A London, Ontario based Nigerian woman who was selling detox tea outside White Oaks Mall says a police officer grabbed her without explanation and another officer punched her, leaving her with a black eye, before she was charged with various offences.
Sarah Soyemi, 36, was charged last week with failing to leave the premises when directed, resisting arrest and assaulting a peace officer.
“It’s just been a lot. It’s so unbelievable,” said Soyemi, a single mother of twin boys.
She posted about the incident on social media, and it has been viewed and shared thousands of times.
On Thursday, the London Police Service (LPS) said it is conducting an internal review to understand what happened.
“While we disagree with some of the particulars of how this interaction has been described, the LPS takes all allegations of this nature very seriously, and as such the chief has directed that a review of this incident be conducted,” Const. Sandasha Bough wrote in an email.
A London police news release issued May 11, a day after the incident, says an officer had approached the woman and she “refused to leave when directed. When the officer advised the woman that she was under arrest for trespassing, she resisted arrest and became combative with police.”
The release says more officers were dispatched to help, and at that time “the suspect continued to assault the officer and resist arrest.”
“Both the officer and the suspect sustained minor injuries,” it says.
‘Don’t touch me,’ Soyemi says she told police
According to Soyemi, she was in the White Oaks Mall parking lot talking to people about the tea she sells as an independent contractor when she was approached by a security guard.
Soyemi said she told the guard she planned to leave within an hour.

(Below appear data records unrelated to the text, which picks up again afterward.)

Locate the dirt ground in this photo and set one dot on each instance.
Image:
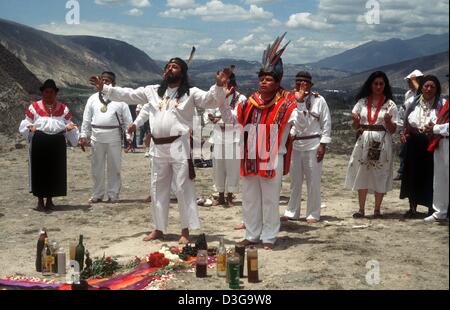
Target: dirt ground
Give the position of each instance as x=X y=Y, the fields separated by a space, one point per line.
x=332 y=254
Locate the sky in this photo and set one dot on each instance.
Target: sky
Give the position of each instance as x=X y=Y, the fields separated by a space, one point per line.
x=239 y=29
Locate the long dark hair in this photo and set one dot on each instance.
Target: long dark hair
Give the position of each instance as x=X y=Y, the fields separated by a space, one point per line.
x=436 y=82
x=366 y=89
x=184 y=87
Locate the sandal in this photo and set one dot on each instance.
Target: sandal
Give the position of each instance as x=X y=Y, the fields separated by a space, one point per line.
x=358 y=215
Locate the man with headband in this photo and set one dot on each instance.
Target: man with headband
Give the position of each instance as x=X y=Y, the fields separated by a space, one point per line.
x=266 y=119
x=170 y=109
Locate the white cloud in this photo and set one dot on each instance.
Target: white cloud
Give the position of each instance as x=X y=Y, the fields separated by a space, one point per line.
x=181 y=3
x=308 y=21
x=134 y=12
x=216 y=10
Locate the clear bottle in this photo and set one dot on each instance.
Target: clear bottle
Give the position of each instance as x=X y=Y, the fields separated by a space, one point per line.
x=221 y=259
x=39 y=247
x=79 y=253
x=72 y=248
x=47 y=259
x=61 y=259
x=201 y=267
x=252 y=265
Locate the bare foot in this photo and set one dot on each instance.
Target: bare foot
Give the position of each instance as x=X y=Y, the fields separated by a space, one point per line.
x=268 y=246
x=239 y=226
x=154 y=235
x=184 y=239
x=246 y=242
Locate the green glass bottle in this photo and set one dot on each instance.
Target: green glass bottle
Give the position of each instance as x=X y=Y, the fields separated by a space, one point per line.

“Because I’m still new here in London, I haven’t met a lot of people and I usually go to the mall where people leave their homes and go,” said Soyemi, who moved from Toronto to London six months ago.
She left Nigeria in 2018, and said she supports her family with her tea sales and money from the Ontario Works program.
Soyemi said that when a police van pulled up alongside her, she didn’t realize it was for her.
“[The female officer] came out of the van and charged at me. She didn’t have any conversation, I didn’t get to see who she was — she just came right out of the van and tried to hold on to me.”
Soyemi said she stepped back and yelled to the officer, ‘Don’t touch me. I didn’t do anything so why are you coming to touch me?’